In practice, we do not explicitly define the filters that our convolutional layer will use, but rather define the filter parameters and let the network use the best filters in a learning process. We need to determine how many filters we want to use on each layer. During training, the filter values are optimized by backpropagation, taking into account the loss function.

Core size

Each filter has a certain width and height, but the height and weight of the filters (core) are smaller than the input volume. The filters have the same dimensionality but with smaller constant parameters compared to the input images.
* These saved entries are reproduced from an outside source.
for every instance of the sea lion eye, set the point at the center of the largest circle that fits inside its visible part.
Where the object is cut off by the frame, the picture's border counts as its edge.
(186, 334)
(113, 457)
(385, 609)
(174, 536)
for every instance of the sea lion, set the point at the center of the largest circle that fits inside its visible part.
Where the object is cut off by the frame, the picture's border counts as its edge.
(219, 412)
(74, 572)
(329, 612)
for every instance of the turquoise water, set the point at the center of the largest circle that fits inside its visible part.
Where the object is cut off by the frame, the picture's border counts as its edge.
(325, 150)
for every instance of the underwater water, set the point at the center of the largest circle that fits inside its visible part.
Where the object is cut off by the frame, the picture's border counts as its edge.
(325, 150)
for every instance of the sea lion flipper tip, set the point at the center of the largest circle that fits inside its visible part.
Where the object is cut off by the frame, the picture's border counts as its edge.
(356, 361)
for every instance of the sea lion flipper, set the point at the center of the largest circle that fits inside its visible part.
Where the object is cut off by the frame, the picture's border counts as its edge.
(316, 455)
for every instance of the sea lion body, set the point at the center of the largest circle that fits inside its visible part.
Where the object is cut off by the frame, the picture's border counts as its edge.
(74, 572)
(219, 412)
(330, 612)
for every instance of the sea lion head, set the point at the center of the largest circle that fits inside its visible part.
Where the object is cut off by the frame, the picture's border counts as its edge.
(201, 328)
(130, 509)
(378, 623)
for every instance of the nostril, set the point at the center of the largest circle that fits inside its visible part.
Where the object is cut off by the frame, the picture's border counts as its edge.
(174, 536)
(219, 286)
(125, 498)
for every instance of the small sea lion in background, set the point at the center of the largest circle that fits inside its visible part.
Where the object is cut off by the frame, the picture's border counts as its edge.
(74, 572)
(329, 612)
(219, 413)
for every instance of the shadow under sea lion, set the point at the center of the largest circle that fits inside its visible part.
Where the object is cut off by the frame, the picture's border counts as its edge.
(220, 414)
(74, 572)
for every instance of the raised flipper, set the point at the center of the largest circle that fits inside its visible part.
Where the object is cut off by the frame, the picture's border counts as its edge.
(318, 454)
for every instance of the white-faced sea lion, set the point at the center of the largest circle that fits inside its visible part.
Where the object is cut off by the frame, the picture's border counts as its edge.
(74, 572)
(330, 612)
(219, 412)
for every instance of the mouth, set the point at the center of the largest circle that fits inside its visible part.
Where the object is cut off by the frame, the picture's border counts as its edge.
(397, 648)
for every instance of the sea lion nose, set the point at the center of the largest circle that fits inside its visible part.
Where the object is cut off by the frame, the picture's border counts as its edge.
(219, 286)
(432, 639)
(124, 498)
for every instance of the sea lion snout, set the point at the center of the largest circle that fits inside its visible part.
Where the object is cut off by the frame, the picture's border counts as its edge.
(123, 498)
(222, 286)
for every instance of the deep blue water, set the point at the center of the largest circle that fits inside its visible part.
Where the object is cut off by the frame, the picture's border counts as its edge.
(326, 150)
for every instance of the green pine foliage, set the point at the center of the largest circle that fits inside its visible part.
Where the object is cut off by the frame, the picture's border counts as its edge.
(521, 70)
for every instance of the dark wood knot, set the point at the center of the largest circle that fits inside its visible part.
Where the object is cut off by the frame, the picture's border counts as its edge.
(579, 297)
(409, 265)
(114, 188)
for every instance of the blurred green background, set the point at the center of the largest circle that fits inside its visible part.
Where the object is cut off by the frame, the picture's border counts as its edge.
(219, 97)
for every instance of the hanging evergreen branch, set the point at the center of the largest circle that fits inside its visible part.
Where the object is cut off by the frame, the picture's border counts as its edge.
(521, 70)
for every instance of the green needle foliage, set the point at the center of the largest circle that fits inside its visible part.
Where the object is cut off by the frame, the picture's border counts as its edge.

For example, to calculate a three-dimensional image [32, 32, 3], an acceptable filter size is f × f × 3, where f = 3, 5, 7, etc. kernel_size: the size of these convolutional filters. In practice, they take values like 1×1, 3×3 or 5×5. They can be written briefly as 1, 3 or 5, because in practice they are usually square.

Input layer

Source: researchgate.net

The input layer is conceptually different from the other layers. It stores the raw pixel values of the image. In Keras, the input layer itself is not a layer, but a tensor. This is the initial tensor that sends you to the first hidden layer. This tensor must have the same shape as your training data.

Entry form

The input form is the only thing you need to define, since your template can’t know it. It is based on your training data. All other shapes are automatically calculated according to the units and characteristics of each layer. If you z. B. you have 100 images of dimensions 32x32x3 pixels, your input form would be (100,32,32,3). Then the tensor of your input layer should have this form.This is the first post in a three part series. The first post is about which convolutional neural network architectures we should be using in our deep learning convolutional networks, and it also looks into which filters we should be using for which types of images. In the second part, we look at the kernel size to use in our convolutional layers. The third part of the series will look into the input shape, which is the shape of the output of the convolutional layers.